On his return to Paris, Iribe hailed luxury, artisanship and nationalism as the cornerstones of his beliefs. Enslaved to money, he appears to have made and lost it at a great rate. For the moment, however, Iribe made huge sums, acquiring a luxury car, a yacht and a house in Saint-Tropez, the fishing village now transformed into one of the most select playgrounds of the rich. Colette hadn't visited for a while, and friends warned her that it was overrun by “the sort of people photographed by Vogue.” Colette herself was in fact photographed by
Vogue,
but bemoaned the smothering of one of her favorite places with traffic and tourists. One morning, she found a horde of them awaiting her as she left the stationer's, and wrote to a friend, “I didn't hide what I thought of them.”
6
Then Iribe did less well, so his long-suffering wife hustled and found him a commission from Chanel.
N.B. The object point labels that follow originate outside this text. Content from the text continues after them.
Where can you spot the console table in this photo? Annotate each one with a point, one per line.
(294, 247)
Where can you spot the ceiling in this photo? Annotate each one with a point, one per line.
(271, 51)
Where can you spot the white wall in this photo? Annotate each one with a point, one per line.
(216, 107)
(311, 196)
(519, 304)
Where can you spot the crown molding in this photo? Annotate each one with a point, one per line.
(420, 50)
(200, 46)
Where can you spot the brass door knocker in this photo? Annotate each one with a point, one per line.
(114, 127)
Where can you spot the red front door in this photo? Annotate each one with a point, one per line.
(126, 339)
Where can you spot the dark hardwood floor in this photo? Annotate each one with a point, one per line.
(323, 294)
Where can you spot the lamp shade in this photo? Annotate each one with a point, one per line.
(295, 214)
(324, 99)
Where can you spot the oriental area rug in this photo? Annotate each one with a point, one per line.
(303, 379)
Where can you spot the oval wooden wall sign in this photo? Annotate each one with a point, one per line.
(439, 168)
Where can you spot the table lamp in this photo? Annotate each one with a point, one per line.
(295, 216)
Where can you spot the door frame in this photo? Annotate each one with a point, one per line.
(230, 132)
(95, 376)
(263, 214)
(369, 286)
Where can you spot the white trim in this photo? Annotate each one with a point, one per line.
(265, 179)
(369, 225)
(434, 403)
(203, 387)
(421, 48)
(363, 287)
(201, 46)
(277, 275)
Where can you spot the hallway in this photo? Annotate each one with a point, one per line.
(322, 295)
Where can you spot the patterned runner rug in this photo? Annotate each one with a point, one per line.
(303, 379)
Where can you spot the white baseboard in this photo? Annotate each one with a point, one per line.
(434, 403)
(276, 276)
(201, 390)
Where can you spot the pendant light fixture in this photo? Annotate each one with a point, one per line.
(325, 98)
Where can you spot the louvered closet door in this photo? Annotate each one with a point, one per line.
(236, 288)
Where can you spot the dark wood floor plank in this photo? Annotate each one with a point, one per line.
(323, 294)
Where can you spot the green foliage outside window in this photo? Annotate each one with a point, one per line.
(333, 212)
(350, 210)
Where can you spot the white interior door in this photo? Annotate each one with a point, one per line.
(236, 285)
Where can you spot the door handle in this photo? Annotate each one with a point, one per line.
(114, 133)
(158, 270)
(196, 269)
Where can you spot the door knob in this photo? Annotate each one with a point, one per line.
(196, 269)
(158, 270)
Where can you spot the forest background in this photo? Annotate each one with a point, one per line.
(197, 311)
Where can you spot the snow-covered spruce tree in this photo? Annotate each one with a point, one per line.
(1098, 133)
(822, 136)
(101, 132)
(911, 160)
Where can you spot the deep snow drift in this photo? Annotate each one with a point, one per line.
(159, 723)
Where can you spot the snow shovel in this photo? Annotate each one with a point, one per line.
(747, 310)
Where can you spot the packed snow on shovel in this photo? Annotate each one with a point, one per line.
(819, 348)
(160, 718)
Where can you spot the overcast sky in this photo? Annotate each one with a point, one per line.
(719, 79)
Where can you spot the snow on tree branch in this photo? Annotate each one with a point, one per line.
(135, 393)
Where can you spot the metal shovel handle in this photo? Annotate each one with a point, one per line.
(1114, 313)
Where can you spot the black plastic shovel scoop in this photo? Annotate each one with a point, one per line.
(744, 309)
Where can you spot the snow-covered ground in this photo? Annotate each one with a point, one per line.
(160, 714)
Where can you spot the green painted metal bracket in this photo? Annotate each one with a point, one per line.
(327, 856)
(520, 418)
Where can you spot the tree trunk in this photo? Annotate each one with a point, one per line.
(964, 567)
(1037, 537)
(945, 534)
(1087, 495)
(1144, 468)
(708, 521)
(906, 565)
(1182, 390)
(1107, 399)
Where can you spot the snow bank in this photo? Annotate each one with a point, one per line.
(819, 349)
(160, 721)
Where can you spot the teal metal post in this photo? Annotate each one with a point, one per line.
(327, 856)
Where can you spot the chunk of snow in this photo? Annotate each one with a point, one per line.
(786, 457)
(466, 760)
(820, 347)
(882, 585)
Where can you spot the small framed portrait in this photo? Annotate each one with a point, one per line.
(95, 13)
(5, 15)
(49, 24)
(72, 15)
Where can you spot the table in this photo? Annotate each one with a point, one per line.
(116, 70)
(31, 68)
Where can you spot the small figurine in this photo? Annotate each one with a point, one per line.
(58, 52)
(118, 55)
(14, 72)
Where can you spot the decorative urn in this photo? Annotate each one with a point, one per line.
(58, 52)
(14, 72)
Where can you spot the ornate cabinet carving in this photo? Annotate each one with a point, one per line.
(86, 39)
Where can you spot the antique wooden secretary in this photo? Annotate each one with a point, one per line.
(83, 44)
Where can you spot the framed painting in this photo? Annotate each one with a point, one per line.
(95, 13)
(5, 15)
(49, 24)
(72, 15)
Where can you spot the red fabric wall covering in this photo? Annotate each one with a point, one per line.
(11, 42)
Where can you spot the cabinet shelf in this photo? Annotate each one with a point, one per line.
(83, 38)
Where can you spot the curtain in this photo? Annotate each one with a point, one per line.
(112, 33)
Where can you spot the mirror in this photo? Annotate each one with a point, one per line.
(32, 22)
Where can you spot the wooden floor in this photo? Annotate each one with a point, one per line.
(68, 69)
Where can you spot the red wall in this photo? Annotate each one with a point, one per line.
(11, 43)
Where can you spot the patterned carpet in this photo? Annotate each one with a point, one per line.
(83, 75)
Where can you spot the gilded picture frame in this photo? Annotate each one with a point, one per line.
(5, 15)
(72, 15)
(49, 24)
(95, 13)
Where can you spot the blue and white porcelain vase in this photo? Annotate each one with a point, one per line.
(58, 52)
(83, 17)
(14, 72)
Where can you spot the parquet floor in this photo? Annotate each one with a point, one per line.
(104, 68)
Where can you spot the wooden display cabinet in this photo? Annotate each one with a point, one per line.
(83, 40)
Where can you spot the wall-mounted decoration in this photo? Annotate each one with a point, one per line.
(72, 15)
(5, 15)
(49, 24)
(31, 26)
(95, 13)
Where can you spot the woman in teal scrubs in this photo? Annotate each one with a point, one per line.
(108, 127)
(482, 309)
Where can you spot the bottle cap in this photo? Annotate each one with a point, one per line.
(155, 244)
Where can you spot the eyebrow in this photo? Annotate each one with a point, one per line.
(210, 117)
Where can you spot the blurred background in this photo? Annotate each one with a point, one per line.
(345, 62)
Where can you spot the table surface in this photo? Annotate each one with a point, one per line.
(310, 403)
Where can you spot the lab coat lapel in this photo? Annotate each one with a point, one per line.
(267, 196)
Maybelle's parents were meanwhile pressuring their daughter to curtail their son-in-law's excessive spending; they were concerned he would bring them to ruin. This, combined with Iribe's serial infidelity, finally brought the marriage to an end, and Maybelle left for America with her two children.
When Gabrielle and Iribe's affair was still a well-kept secret, Colette and her lover, Maurice Goudeket, were inadvertently to discover it. (Gabrielle had met Colette at some point in the early twenties. They never became close, but with a number of friends in common, they met on numerous occasions.) At the end of 1931, “strangled by the Depression,” as Colette put it, and in financial straits—“Great God above, things are difficult for Maurice and me”—they were forced to sell their retreat outside Paris.
La Gerbière was a pleasant house surrounded by trees and high up in the village of Montfort-L'Amaury, where the composer Maurice Ravel lived. Gabrielle came down alone from Paris, and made the deal with Maurice Goudeket to buy the house as they walked around the garden. Colette had had no idea her partner was confirming the purchase of their house until it was all over. She then realized that Gabrielle intended bringing Iribe here for their trysts: “a place for billing and cooing,” as Colette put it.